Mom set down her book and put her arms around Melinda. The sun was streaming in the window. Rosie, Melinda’s calico cat, bounded over to the couch and sat gently on her foot. But Melinda was too busy crying to notice.
Finally, her mom asked a question. “What happened at school today that’s making you so unhappy?”
Melinda gulped. “It’s not just today. It’s every day. Because of the sixth-graders.”

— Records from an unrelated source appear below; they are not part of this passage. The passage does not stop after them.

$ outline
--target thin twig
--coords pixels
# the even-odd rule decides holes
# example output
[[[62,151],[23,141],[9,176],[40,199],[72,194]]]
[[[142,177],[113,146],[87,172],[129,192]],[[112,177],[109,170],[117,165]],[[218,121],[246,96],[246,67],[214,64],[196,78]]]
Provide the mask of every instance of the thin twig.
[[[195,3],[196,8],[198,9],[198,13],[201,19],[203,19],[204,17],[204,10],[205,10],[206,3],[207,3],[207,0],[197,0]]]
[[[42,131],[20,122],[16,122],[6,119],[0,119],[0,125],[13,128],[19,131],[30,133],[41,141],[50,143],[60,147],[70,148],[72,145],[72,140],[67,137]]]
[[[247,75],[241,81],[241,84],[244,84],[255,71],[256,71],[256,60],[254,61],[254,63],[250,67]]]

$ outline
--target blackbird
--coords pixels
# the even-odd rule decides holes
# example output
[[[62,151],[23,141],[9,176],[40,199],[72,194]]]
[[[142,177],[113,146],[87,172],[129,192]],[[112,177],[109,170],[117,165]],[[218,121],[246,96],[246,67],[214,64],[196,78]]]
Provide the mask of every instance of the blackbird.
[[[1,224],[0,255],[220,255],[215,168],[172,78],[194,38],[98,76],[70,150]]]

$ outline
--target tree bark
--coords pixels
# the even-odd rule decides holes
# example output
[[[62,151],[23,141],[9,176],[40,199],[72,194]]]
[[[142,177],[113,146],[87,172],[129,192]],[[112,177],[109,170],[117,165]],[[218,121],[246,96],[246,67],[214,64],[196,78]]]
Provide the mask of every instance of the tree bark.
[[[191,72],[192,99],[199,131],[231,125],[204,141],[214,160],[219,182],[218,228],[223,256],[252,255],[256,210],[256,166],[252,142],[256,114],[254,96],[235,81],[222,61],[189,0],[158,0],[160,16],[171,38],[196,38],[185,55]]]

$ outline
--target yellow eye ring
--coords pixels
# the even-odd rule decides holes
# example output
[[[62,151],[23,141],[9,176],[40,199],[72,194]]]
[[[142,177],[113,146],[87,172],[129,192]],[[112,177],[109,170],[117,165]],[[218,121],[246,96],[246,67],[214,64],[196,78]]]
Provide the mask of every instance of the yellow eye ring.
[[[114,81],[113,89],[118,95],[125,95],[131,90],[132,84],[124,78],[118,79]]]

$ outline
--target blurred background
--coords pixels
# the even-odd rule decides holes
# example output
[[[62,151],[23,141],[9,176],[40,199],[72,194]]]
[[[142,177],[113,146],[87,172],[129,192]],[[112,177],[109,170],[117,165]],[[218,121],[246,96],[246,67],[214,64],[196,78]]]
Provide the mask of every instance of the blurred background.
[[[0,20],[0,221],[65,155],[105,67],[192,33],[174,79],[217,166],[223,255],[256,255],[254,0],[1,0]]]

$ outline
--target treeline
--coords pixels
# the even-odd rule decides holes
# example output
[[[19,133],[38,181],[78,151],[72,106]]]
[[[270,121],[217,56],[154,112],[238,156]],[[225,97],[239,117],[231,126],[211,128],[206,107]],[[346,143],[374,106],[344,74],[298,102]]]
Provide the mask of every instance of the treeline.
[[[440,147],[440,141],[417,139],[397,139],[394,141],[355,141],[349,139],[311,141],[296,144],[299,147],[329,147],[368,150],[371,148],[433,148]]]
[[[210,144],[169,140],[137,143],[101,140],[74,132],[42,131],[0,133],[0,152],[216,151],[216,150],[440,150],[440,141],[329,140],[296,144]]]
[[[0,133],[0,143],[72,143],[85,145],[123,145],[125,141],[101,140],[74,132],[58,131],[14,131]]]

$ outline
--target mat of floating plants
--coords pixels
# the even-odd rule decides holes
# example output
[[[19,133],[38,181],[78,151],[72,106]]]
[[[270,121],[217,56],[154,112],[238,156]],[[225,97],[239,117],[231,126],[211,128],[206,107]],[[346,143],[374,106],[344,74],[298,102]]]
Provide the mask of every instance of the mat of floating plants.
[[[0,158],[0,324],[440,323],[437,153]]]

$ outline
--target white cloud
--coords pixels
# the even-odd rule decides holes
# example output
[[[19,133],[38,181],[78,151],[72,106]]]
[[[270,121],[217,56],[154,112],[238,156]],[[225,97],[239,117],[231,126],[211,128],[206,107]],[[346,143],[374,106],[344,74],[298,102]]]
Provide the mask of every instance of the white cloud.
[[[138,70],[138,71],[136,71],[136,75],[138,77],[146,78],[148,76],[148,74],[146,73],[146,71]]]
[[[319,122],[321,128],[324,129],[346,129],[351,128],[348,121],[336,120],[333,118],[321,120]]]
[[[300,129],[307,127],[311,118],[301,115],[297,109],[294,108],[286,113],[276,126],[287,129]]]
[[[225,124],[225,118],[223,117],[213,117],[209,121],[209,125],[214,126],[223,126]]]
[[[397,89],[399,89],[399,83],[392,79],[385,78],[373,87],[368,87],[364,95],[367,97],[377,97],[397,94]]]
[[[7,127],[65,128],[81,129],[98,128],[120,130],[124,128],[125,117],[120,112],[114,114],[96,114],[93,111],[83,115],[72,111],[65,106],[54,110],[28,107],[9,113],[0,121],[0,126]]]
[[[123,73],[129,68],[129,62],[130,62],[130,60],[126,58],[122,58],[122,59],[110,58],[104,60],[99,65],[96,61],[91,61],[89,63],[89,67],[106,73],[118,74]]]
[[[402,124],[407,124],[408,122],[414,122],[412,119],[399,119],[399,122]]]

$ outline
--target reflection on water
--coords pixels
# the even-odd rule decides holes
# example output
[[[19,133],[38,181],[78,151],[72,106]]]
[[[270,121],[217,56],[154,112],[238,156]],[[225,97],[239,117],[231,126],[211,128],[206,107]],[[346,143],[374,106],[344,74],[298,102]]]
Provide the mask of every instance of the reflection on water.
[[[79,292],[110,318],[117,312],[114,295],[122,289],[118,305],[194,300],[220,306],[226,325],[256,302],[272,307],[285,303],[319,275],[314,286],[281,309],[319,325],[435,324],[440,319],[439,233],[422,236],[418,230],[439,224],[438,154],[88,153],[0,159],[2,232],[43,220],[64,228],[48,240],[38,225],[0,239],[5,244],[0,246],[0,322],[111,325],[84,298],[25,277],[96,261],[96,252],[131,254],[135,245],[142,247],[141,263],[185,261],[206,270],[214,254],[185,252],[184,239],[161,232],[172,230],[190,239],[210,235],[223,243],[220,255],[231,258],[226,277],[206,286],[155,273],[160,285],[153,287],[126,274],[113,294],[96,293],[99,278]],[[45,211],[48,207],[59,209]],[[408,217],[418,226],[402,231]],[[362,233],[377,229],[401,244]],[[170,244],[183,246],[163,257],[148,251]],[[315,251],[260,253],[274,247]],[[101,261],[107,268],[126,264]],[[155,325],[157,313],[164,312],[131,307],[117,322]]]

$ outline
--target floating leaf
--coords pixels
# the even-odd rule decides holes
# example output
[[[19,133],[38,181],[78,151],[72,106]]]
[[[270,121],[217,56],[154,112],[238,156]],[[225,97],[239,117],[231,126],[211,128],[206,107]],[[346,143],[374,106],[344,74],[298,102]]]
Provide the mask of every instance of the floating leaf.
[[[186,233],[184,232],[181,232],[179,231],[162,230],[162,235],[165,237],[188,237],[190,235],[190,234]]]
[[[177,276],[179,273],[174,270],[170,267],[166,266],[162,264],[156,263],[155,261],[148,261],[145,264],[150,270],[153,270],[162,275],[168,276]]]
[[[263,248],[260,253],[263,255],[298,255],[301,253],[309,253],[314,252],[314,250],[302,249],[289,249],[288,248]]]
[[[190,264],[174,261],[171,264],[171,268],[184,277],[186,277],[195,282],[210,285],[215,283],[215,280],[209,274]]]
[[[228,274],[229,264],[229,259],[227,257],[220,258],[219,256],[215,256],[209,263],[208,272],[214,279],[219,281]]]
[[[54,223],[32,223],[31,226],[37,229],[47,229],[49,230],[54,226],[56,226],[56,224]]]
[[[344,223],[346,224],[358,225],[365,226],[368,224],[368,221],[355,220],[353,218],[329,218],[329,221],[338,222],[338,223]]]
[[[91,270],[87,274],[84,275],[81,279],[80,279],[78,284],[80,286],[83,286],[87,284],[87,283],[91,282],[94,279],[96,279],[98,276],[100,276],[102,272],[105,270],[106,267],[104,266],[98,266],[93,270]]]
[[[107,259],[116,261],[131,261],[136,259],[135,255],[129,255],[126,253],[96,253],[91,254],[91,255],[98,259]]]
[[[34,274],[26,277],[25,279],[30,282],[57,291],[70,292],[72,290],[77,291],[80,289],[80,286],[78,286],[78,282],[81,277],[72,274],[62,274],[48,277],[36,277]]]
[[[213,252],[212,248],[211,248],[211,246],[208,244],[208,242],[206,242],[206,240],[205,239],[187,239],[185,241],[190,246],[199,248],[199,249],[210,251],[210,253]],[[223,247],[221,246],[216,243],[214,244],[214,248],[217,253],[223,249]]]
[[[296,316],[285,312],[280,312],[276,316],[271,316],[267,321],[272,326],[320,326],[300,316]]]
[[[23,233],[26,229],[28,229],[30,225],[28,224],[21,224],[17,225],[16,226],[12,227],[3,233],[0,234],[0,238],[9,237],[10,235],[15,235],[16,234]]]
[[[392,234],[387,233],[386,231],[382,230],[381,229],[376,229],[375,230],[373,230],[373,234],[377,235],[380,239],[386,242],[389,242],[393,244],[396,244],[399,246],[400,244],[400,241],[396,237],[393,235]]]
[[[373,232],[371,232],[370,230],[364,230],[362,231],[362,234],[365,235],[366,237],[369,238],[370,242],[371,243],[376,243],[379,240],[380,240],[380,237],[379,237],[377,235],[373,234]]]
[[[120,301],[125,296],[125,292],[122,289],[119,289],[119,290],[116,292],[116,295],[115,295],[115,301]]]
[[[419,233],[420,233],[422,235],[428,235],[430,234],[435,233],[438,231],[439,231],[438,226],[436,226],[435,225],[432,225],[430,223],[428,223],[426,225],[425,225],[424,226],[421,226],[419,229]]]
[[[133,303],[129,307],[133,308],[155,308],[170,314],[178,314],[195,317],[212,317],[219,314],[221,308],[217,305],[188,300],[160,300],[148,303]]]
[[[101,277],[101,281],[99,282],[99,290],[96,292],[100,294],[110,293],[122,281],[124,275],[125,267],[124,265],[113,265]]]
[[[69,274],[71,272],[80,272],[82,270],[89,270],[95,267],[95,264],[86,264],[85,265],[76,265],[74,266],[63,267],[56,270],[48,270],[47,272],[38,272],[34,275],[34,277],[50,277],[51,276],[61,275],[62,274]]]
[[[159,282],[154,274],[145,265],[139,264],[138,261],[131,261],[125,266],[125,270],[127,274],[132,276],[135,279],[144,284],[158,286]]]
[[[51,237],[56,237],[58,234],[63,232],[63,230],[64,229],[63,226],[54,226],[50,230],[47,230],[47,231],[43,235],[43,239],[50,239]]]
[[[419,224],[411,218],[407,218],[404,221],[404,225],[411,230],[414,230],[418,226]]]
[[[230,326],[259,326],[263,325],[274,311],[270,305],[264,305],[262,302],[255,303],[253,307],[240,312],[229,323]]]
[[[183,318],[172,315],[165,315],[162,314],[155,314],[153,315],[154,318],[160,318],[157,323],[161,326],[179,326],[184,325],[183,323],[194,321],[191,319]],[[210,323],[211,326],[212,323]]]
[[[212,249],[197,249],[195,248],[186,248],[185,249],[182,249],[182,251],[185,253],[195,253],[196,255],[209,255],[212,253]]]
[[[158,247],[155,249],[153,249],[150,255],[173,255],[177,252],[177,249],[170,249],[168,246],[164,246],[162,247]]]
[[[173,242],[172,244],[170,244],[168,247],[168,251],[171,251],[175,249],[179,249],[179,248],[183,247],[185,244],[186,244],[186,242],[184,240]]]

Some of the kids in Melinda’s fifth-grade class had been combined with the kids in a sixth-grade class. And there were many more sixth-graders than fifth. In the beginning, it seemed like a good opportunity to make new friends. But then, she explained between sniffles, “The sixth-graders treat me like a baby and call me names.”
Her mom was quiet for a minute. She often got quiet when Melinda talked to her about something upsetting, or when she asked for help with a problem she was having. Melinda knew that her mom was praying, asking God to help them feel and hear Her motherly love and reassurance.
“I know!” Mom said. She pulled out the book she’d been reading when Melinda walked in the door. It’s called Prose Works and is a collection of writings by Mary Baker Eddy, who discovered Christian Science. Mom read aloud to Melinda, “We can rejoice that every germ of goodness will at last struggle into freedom and greatness, and every sin will so punish itself that it will bow down to the commandments of Christ,—Truth and Love” (No and Yes, p. 8).
Melinda blinked back her tears and sat up. It was almost like a light bulb had gone on. She understood the main idea: Even a little seed of goodness has the power to grow, while anything that isn’t good or Godlike has to be destroyed. This sentence was telling her that nothing could stop her from being who she was. That no matter what, she could still express all the goodness she knew was natural to her. She could also trust God to tell the other children about their own goodness.
“And no matter what any sixth-grader says to me,” she told her mom, “I don’t have to feel hurt. I’m free to be good!” She jumped off the couch, hugged her mom, and scooped up Rosie the cat.
The next day after school, Melinda was smiling as she danced in the door. She’d had a good day being good. And although it took a little while, the sixth-graders got to know her and they all became friends.
The next year, when Melinda was in sixth grade, she was especially nice to the fifth-graders. She wanted them to know that they were liked and included. More than that, though, Melinda knew how good it felt to be good. It made her feel close to God. And that was more than good—it was great!